Katy’s eyes widened. “Someone saw us!”
“Jack knows, too. As well as half the county, if your friend Irene has as big a mouth as I think she does.”
She grabbed my arms. “He wrote a book, Alice. He said that if he didn’t get back into his father’s good graces, he was going to send copies of it to all sorts of people. He said he was tired of living like a swamp rat when his father and brother were living rich.”
“My God,” I breathed. “What if someone else has that manuscript now?
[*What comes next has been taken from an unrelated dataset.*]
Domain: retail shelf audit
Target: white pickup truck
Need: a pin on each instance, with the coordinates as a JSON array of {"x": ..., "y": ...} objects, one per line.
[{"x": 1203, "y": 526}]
With all this uproar over Bucky’s death, hell, it would be a best-seller before it hit the shelves.”
Sue Ann tapped on the door, then opened it and stuck her head in. “Supper’s ready.”
“We’ll be down in a few minutes,” I said.
She slammed the door, and Katy said, “She doesn’t like people late for meals.”
“We’re not going anywhere until we both take our baths." I scooted off the bed and picked up my bar of soap. Hesitating, I said softly, “You know we’re going to have to tell Jack some of this.”
Tears clouding her eyes, she nodded. “I know. I know. Soon. But please, let’s wait a while. Maybe the investigation will turn up something. But feel free to tell Twila all you need to. Bucky’s scaring me more dead than alive.”
“Have you thought any more about who that other voice on the answering machine was, Sugar? The one who threatened you with payback?”
“It’s one of those voices I know I’ve heard before, but recognition hangs just out of reach. You know?”
“Yeah. Let me know the moment you think you recognize it.”